Monday, November 07, 2011

ANOREXIA AIN'T ALWAYS A BAD THING

Dear oh dear. Has-been actress and Jabba The Hutt lookalike Mischa Barton is NOT looking her best these days. The fat bitch was pictured with a huge smile when she was told she'd won a year's supply of chocolate...tut tut. She's certainly giving Oprah a fuckin' good run for her money when it comes to who can be the biggest yo-yo dieter. We're gonna guess that she's not getting much work at the minute looking like Free Willy's hister (human sister), so how about erm starving yourself like back in The OC days? Times are hard love and the lecky bill ain't gonna pay itself.

[Image via REUTERS/WIRE]

Friday, November 04, 2011

SINCE U BEEN GONE I'VE GAINED A FEW

Yeah, we had to do around 10 takes before we realized it was Kelly Clarkson too. The singer (pig that does karaoke) was barely recognizable as she wondered the streets lookin' for food on Halloween. It kinda looked like a lesbian troll with subtle dwarf features that really needs to work on her weight. We're guessing she has to book two plane tickets when she flies now. Oh love, we know it sucks when your albums keep flopping, but you gotta pick yourself up (watch your bad hip) and just try harder. Fatty boom boom!

[Image via INF]

Thursday, November 03, 2011

I WILL ALWAYS LOVE COKE

Worldwide vocal legend (embarrassing diva mess) Whitney Houston was pictured walking around Berlin and something seemed a tad off to us. It resembled a black tranny wearing a prosthetic mask cause she looked like a skinnier (only by a bit) version of the grandma in Big Momma's House. The bloated facial features are scary as FUCK and she's lookin' well old these days ennit. Maybe she was filming a Bo Selecta special?

[Image via REUTERS]

Wednesday, November 02, 2011

THANKSGIVING BEHIND BARS

We're not even surprised at the mess this bitch's life is in right now.
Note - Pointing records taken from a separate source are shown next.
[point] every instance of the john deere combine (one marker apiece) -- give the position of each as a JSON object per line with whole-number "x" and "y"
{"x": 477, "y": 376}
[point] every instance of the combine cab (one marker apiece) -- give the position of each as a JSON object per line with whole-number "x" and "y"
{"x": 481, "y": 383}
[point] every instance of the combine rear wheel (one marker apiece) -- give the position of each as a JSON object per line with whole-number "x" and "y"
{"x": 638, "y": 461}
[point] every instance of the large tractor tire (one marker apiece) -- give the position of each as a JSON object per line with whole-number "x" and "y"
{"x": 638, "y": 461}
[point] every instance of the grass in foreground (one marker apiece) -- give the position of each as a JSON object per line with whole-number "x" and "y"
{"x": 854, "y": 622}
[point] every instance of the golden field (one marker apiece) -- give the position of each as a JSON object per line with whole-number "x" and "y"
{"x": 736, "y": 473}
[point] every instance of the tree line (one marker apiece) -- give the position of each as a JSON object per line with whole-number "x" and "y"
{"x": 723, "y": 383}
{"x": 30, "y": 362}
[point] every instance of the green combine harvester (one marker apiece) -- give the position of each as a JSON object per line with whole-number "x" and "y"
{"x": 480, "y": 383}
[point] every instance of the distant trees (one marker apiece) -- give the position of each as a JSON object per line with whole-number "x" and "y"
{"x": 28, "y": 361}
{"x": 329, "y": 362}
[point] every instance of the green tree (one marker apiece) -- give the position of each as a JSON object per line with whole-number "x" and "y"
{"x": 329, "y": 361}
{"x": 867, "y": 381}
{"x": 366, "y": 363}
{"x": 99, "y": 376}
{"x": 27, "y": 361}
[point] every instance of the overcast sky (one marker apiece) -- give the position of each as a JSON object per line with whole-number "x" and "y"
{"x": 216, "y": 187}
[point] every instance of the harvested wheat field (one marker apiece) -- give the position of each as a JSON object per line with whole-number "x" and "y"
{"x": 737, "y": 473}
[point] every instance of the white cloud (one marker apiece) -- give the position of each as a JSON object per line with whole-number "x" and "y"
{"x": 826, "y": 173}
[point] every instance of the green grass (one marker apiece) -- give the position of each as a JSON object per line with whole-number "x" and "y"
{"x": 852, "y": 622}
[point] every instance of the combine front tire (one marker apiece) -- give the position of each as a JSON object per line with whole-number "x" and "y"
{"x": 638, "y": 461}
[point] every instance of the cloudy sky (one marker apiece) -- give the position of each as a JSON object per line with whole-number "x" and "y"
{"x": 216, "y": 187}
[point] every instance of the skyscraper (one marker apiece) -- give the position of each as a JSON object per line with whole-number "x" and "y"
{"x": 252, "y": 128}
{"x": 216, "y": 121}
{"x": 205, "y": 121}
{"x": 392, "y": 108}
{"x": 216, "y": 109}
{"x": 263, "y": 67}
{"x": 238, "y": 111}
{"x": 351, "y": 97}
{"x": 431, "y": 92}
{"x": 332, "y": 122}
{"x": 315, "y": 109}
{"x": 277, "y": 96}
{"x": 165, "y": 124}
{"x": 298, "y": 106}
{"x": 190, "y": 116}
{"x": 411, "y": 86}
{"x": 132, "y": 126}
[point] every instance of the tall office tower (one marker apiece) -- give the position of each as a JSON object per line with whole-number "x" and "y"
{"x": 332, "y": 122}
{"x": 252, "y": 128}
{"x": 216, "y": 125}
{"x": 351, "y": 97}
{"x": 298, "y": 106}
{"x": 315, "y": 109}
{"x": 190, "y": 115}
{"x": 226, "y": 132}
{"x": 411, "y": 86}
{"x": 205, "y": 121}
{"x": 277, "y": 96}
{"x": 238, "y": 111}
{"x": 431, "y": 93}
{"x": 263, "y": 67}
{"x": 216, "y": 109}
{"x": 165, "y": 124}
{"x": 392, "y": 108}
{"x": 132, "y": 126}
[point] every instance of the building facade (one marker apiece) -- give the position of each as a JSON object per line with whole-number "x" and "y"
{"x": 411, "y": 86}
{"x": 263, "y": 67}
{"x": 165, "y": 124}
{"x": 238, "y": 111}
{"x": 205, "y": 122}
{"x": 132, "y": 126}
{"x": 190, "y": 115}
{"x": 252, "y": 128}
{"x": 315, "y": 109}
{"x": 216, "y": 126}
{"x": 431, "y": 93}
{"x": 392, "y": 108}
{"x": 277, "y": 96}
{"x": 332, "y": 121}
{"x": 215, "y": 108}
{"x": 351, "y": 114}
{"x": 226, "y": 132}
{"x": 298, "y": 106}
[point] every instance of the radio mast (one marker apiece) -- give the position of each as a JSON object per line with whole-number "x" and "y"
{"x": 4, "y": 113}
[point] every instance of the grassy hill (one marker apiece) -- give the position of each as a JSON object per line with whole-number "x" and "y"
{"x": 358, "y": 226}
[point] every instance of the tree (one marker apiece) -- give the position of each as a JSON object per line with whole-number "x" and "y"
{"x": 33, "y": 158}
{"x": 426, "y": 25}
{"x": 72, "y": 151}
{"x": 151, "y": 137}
Ultimate STEAMING hot mess Lindsay Lohan has officially been sentenced to 30 days in jail! She missed a day of community service to get her teeth whitened, which proper FUCKED the judge off, so she got a whole fuckin' library thrown at her. Back to jail honey...what a fuckin' shocker! This bitch should just live in a cell.

[Image via WENN]

Tuesday, November 01, 2011

GENIE DON'T FIT IN THE BOTTLE NO MORE

Now we get that this fitch (fat bitch) isn't on Kirstie Alley's level, but she really needs to know when to just STOP fuckin' scoffing. Christina Aguilera was pictured shopping (robbing a Krispy Kreme) lookin' like a bloated troll in drag. We miss her Stripped days when she just had one chin and skinny thighs...her tree trunks just repulse us now. Someone needs to put a padlock on her refrigerator, wire up her jaw and drag her down the gym for at least 3 hours a day. We can deal with the cheap hooker image later.